The cruiser door shut out all the street sounds, and I pulled the small voice recorder off my belt. Over pots and pans banging in the background, the dead girl’s voice came out of the recorder. I shivered and gritted my teeth. We leaned our heads together, listening to her words.
When it was finished, I sat back. “You said you got a print at Patience’s house, and she admitted that the pendant was hers, though she didn’t know you found it caught in the car door. So, she must have been trying to double-cross Garth, right?”
“Play that one part back. Yeah, where she talks about hiding in the bushes.”
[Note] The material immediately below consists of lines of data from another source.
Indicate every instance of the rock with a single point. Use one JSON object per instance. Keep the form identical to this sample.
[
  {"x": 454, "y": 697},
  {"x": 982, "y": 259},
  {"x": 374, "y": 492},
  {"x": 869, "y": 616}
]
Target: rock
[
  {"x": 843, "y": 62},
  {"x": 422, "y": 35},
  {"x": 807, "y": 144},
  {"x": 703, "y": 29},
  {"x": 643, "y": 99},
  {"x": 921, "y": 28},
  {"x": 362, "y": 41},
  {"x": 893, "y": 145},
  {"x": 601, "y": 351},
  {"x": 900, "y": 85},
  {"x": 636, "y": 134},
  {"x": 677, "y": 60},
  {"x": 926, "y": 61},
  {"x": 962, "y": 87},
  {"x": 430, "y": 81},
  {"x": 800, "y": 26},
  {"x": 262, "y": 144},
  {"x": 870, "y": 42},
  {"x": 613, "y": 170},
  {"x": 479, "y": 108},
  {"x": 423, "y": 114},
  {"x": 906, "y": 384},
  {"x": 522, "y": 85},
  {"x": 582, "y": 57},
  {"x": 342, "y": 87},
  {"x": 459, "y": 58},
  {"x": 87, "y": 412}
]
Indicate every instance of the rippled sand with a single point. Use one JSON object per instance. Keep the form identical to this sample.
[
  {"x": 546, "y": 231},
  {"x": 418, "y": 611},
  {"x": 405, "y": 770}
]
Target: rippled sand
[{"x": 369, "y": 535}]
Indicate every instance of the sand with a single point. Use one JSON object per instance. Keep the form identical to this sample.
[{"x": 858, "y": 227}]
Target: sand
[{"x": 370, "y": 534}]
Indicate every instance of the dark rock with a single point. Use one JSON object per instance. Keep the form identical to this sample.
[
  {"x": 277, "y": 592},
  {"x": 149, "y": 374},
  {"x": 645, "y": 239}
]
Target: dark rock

I had to dive back into some bushes when I heard the door opening, and I got to tell you, I got the surprise of my life when I seen him carrying this old lady out of the house.
“Bushes. Lalla, that’s the one place I didn’t look. Let’s get going.”
“But you aren’t taking me home, are you? Come on, Caleb, not after I gave you the recording?”
“Okay, okay. You can come with me. I guess you’ve earned it. Besides, I’ll need your help to look in the bushes.”
“Arm-wrestling thorny bushes. Sounds great,” I said, buckling up for the ride. “Glad to see you’ve finally come to your senses.”
He grabbed me by the arm and, shaking me for emphasis, said, “My senses have been trained to expect the worst in people. You, on the other hand, jump blindly into dangerous situations with the worst sort of characters. Your body could be lying with Autumn’s back there. Did you think about that?” His voice was rising with each tug of my arm. “You scare me, Lalla. I honestly don’t know what to do with you. Tie you up? Put you under protective custody till this is all over? Tell me, what am I going to have to do to keep you safe?”